Bugün Meclis'te olan 4 ve olmayan 70 partinin seçim beyannamelerine bakıldığında, "en çok üzerinde durulan konunun"
yeni bir anayasa olduğu görülecektir. Hemen her parti benzer ifadelerle, Türkiye'nin "darbeler dönemi" Anayasası ile yönetilemeyeceğini ifade ediyor ve ihtiyaç duyduğu çağdaş, özgürlükçü, kuşatıcı bir anayasayı yürürlüğe koyacağını vaat ediyor.
Ama gelin görün ki, 2011 yılı seçimlerinin üzrinden 2 yıldan fazla bir zaman geçmesine karşın, tek bir madde bile yürürlüğe konabilmiş değil.
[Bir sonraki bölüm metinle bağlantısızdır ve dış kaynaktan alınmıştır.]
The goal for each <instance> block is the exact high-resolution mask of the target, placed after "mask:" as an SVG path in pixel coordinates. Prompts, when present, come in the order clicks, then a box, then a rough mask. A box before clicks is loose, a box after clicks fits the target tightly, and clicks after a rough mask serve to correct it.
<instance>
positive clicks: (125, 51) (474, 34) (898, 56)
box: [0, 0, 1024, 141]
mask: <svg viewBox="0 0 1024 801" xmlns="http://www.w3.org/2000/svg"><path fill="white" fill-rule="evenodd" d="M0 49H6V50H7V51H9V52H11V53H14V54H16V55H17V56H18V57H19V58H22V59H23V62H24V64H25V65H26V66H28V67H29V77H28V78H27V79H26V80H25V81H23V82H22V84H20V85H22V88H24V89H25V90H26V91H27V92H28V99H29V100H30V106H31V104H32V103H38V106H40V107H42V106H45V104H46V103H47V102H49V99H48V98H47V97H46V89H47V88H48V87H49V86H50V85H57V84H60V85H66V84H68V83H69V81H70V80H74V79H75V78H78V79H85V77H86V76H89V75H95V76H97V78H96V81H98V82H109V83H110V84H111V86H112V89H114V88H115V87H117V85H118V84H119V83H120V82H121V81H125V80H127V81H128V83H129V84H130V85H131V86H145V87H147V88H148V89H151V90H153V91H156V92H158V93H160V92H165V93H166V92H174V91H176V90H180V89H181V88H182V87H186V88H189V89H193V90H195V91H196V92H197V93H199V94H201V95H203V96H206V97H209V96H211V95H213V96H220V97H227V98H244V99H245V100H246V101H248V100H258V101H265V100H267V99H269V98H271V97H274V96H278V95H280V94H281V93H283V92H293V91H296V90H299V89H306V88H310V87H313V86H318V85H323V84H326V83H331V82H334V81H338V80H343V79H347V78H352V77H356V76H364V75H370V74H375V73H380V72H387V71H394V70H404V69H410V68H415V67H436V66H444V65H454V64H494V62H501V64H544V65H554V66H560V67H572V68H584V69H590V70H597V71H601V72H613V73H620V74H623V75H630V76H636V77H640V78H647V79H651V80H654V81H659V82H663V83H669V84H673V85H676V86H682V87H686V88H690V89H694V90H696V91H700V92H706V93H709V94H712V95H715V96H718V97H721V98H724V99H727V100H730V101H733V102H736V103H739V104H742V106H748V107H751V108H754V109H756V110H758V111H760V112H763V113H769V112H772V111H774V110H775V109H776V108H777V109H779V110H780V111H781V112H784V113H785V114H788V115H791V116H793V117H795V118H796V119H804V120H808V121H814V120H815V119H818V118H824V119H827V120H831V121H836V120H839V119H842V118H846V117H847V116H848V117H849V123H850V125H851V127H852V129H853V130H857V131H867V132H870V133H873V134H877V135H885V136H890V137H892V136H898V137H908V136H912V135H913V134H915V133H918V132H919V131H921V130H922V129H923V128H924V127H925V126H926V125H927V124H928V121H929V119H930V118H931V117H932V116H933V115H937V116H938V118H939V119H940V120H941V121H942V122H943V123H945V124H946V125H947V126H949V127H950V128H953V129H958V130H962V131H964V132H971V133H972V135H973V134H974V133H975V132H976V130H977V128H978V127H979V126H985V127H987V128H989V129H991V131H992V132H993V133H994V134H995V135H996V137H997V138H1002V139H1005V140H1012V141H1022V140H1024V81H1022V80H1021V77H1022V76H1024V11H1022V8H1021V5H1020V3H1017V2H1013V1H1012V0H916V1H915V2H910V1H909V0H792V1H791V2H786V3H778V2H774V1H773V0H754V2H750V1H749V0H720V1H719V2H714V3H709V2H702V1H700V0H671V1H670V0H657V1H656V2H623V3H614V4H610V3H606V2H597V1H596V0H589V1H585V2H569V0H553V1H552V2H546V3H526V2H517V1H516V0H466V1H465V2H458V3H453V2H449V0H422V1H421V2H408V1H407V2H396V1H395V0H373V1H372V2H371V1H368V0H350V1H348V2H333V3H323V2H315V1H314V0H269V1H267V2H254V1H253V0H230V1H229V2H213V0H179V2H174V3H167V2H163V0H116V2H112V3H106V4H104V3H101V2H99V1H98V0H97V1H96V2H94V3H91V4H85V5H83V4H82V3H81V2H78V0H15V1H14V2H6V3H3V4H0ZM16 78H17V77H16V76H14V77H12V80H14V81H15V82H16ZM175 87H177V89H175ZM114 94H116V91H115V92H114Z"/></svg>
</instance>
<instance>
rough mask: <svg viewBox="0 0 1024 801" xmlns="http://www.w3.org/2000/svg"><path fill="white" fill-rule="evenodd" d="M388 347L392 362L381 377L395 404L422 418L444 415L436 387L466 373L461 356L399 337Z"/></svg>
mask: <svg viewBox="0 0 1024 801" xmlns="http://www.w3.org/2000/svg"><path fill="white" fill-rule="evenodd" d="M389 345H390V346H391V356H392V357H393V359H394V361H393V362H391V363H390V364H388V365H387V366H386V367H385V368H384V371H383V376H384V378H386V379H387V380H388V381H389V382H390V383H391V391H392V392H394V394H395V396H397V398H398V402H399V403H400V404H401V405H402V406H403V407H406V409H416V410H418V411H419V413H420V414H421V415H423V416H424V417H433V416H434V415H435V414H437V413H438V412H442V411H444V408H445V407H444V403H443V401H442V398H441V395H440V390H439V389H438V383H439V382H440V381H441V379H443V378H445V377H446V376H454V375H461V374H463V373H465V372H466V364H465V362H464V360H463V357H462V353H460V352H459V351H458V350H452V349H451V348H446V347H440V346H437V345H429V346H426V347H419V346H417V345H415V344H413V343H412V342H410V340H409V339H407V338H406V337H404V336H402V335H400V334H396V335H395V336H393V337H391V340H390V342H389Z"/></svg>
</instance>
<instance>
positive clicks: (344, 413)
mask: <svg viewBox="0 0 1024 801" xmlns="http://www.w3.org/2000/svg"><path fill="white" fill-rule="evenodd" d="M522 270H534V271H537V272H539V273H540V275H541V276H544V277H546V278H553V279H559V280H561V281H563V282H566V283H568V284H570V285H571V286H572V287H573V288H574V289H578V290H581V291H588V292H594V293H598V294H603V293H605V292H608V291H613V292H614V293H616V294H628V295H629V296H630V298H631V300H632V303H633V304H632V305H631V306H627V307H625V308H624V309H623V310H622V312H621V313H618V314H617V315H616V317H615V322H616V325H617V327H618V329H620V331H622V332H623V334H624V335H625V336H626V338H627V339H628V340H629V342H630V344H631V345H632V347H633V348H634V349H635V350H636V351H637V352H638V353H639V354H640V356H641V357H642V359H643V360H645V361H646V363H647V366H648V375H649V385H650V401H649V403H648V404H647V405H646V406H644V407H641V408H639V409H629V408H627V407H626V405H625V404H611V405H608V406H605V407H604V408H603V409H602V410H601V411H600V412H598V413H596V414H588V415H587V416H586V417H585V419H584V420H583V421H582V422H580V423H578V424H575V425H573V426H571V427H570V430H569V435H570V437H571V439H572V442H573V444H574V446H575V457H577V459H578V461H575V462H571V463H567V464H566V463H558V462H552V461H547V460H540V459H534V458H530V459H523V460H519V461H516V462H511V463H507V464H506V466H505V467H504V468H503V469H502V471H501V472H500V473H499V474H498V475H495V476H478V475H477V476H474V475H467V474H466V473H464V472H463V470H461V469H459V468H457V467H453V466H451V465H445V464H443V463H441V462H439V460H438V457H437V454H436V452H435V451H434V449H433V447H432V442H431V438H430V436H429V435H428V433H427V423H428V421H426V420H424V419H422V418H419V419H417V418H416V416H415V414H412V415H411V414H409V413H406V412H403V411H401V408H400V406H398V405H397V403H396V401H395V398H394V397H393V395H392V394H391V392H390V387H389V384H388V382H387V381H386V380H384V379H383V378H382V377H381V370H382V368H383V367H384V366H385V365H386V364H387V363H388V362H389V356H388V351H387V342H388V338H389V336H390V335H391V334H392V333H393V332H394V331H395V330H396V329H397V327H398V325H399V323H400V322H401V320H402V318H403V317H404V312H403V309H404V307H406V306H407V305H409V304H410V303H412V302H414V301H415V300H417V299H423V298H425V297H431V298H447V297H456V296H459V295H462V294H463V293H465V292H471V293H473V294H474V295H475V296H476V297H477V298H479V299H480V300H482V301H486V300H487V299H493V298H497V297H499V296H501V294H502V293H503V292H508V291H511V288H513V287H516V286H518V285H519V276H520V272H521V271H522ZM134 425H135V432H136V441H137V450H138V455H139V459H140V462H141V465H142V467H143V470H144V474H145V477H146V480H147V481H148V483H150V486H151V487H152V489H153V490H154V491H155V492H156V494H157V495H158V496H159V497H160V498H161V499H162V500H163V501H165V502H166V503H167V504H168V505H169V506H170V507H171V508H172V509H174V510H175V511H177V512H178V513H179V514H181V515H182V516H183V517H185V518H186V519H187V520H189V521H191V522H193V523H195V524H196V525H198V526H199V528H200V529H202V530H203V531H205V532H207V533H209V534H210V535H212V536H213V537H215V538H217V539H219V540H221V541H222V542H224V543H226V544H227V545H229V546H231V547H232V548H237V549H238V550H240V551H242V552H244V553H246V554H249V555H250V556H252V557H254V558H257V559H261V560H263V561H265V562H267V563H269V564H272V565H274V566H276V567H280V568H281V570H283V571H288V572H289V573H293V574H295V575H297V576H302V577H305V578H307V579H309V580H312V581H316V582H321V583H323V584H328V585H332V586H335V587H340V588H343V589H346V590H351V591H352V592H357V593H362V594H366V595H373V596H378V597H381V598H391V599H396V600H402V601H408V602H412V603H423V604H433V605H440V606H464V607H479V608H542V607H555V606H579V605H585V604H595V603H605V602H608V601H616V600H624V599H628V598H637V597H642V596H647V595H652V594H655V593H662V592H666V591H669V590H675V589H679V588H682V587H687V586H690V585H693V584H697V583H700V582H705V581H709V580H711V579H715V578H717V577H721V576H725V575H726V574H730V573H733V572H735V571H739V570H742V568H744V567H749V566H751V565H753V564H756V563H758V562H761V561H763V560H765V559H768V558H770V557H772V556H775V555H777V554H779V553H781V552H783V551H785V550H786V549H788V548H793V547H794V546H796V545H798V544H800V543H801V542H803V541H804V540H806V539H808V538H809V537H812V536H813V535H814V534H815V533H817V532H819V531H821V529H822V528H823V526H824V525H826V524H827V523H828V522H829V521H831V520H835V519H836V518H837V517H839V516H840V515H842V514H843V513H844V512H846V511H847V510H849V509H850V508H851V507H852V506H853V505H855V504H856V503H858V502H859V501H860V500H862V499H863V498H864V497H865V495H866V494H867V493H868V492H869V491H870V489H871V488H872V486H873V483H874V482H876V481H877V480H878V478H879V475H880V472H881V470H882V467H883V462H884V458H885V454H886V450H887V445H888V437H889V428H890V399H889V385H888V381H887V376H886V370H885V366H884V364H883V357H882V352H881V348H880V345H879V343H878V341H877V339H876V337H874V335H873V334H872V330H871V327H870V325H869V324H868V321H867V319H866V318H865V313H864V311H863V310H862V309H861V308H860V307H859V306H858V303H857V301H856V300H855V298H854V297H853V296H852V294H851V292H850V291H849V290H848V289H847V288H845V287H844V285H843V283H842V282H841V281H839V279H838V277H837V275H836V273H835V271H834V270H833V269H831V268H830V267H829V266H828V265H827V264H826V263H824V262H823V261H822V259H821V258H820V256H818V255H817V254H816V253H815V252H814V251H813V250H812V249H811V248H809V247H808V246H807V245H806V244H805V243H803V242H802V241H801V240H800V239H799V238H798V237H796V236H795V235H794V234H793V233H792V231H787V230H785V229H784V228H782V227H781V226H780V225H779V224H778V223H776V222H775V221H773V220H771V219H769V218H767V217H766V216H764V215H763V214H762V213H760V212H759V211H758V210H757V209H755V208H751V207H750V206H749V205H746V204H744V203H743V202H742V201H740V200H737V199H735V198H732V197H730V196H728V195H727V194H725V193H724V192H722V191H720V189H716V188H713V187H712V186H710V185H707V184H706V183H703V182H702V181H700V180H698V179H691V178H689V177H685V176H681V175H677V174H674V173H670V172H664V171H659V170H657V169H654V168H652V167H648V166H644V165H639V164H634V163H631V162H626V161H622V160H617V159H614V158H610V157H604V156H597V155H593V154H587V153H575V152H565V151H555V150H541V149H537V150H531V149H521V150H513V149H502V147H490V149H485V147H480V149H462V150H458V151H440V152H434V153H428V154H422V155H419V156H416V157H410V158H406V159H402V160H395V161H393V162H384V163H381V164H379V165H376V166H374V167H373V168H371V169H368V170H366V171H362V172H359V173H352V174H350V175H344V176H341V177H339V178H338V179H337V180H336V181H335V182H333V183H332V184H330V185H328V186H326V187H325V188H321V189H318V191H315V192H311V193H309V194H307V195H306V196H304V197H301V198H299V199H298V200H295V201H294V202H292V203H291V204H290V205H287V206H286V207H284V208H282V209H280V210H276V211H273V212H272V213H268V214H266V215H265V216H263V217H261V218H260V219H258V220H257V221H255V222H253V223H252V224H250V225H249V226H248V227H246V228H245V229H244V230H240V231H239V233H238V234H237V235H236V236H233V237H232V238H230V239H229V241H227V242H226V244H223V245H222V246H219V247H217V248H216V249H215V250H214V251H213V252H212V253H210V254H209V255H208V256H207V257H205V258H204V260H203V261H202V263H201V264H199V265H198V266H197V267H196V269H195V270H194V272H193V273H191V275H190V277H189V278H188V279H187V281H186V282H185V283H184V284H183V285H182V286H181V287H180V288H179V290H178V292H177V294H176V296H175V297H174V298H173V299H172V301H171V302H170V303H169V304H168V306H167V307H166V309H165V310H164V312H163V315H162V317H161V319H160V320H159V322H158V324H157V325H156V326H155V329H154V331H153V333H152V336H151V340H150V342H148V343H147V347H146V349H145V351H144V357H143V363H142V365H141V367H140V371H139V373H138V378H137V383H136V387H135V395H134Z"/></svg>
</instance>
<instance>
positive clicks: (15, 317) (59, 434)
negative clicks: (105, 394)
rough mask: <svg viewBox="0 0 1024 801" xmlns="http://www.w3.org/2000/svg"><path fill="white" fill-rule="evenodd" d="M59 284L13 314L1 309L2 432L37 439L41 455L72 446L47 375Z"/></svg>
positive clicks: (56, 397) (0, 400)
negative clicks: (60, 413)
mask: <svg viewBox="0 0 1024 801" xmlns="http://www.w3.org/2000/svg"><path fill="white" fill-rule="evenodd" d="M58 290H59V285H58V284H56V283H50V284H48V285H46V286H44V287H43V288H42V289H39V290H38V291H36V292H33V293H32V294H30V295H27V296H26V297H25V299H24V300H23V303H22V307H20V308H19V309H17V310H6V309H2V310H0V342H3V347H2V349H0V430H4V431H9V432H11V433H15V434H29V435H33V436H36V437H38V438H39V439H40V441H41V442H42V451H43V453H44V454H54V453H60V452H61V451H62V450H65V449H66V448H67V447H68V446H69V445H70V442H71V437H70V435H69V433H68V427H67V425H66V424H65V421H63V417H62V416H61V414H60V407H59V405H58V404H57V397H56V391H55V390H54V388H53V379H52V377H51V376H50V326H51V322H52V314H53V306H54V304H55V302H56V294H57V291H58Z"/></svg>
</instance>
Üzerinde uzlaşıldığı belirtilen 60 maddenin, yasalaştırılması fikri bile kabul görmemiş olacak ki, komisyon çalışmalarına son verdi.
Belki de komisyon, sırf "söz verdik, yerine getiriyormuş gibi yapalım" düşüncesiyle, milleti oyalama yoluna gitti.
Eğer bir ülkede bulunan 4 siyasi parti, ortak bir Anayasa metni üzerinde uzlaşamıyorlarsa, bu; ülkenin geleceği açısından endişe etmemiz gereken bir durumla karşı karşıya olduğumuzu gösterir.
Siyasetin, kamplaşma, kutuplaşma ve ayrışmada en son noktaya ulaştığını gösterir.
Her parti, kendi kırmızı çizgisini, kendi "olmazsa
olmazlarını" öne sürüyor ve ayak diretiyor.
Hiç biri diğerine bir adım bile gelmek istemiyor.
Doğal olarak böyle bir ortamda "çözümden söz etmek" mümkün değil.
Bir de seçim barajının yüzde 5'e düşürüldüğünü ve Meclis'e daha fazla siyasi partinin girdiğini düşündüğümüzde; Türkiye'nin yeni bir Anayasa'ya kavuşması adeta imkânsız hale geliyor.
Daha da kötüsü; bu büyük sorun üzerine kafa yoran kimse görünmüyor.